J’éprouve également quelques difficultés à comprendre le procès de principe fait à la proposition de loi, « procédure parlementaire pour le moins étrange » selon les uns, obligation de recourir au projet de loi dans la mesure où la protection de l’identité s’avère un « sujet régalien par excellence » selon les autres. Qu’elle soit gouvernementale ou parlementaire, l’initiative législative revêtait pour moi une valeur identique, la dernière révision constitutionnelle allant d’ailleurs, à mon avis, dans ce sens. J’éprouve même un certain malaise à voir des collègues faire de la proposition de loi une sorte de parent pauvre du projet de loi, alors que je les croyais davantage attachés à ce principe élémentaire du régime parlementaire qu’est le partage de l’initiative législative.
À la lecture des débats parlementaires de juillet dernier à l’Assemblée nationale, bien avant, donc, que Conseil d’État et CNIL n’apportent, si j’ose dire, leur pierre à l’édifice, je constate cependant un certain nombre d’éléments consensuels.
J’observe un accord sur les objectifs, tout d’abord. C’est ainsi que Delphine Batho exprimait l’attachement de son groupe à la lutte contre l’usurpation d’identité, à l’amélioration de la protection de l’identité, comme au caractère infalsifiable des documents d’identité et à un meilleur soutien des victimes de ces usurpations. Notre collègue se disait même prête à voter un tel texte lorsqu’elle disposerait d’une étude d’impact, d’un avis du Conseil d’État et d’un avis de la CNIL.
Je constate un accord sur l’importance croissante de l’usurpation d’identité, ensuite. Je ne reviens pas sur l’estimation sans doute trop large du CREDOC, le Centre de recherche pour l'étude et l'observation des conditions de vie, qui comptabilisait, en 2009, 210 000 victimes par an. Mais on est loin, également, des 13 900 cas de fraudes documentaires à l’identité constatés par les services de police et de gendarmerie puisque, à partir des données du fichier automatisé des empreintes digitales, on décompte déjà 80 000 usurpations d’identité annuelles. Comment s’en étonner lorsque l’on prend conscience de la facilité avec laquelle il est possible d’obtenir des faux papiers dans notre pays ? Il suffit presque de connaître la commune de naissance d’une personne pour solliciter un acte de naissance authentique. Parallèlement, le fraudeur déclare la perte ou le vol de l’ensemble de ses papiers au commissariat. Muni de l’acte de naissance et de factures dont nos poubelles sont remplies, il pourra obtenir un nouveau titre d’identité. N’y a-t-il pas particulièrement de quoi s’émouvoir, quand on sait à la fois le drame vécu par les victimes – chacun l’a reconnu – et les dangers que peuvent faire courir à la société ces individus, escrocs ou apprentis terroristes, ayant ainsi revêtu le manteau d’honnêtes citoyens ?

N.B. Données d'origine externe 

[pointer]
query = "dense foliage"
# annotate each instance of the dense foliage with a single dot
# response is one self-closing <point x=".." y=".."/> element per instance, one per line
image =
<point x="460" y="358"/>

La proposition de loi fait face à ce fléau par l’enregistrement des données biométriques, qui permet à coup sûr l’authentification d’une personne, c'est-à-dire la vérification qu’elle possède bien l’identité qu’elle prétend avoir. Mais seule l’existence d’un fichier central, outil d’une gestion centralisée des titres, permettra d’assurer l’unicité de l’identité, c'est-à-dire de garantir qu’un individu n’ait bien qu’une seule identité et qu’une identité ne soit utilisée que par un seul individu.

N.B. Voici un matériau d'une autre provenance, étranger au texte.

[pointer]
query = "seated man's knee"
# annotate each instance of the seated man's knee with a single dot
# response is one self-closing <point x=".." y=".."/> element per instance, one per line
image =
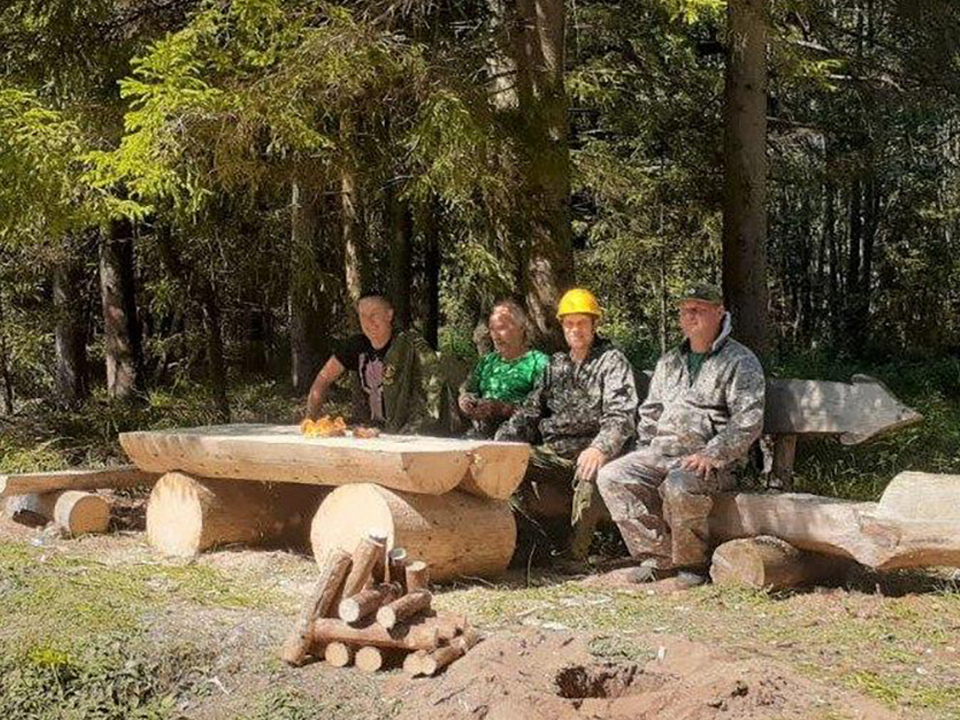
<point x="607" y="475"/>
<point x="681" y="482"/>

Certes, il importe aussi de sécuriser la chaîne de l’identité, sans quoi nous courons le risque de permettre aux usurpateurs d’obtenir de « vrais faux » papiers, c'est-à-dire des documents non falsifiés mais comportant des données erronées en raison d’une protection insuffisante des documents sources que sont les extraits des registres de l’état civil. L’article 4 de notre proposition de loi y pourvoit en prévoyant que les « agents chargés du recueil ou de l’instruction des demandes de délivrance de la carte nationale d’identité ou du passeport peuvent faire procéder à la vérification des données de l’état civil fourni par l’usager auprès des officiers de l’état civil dépositaires des actes contenant ces données dans des conditions fixées par décret en Conseil d’État ». Dans l’exposé des motifs, nous préconisions même que les données d’état civil figurant sur le formulaire de demande de titre soient vérifiées par voie dématérialisée auprès du service communal dépositaire.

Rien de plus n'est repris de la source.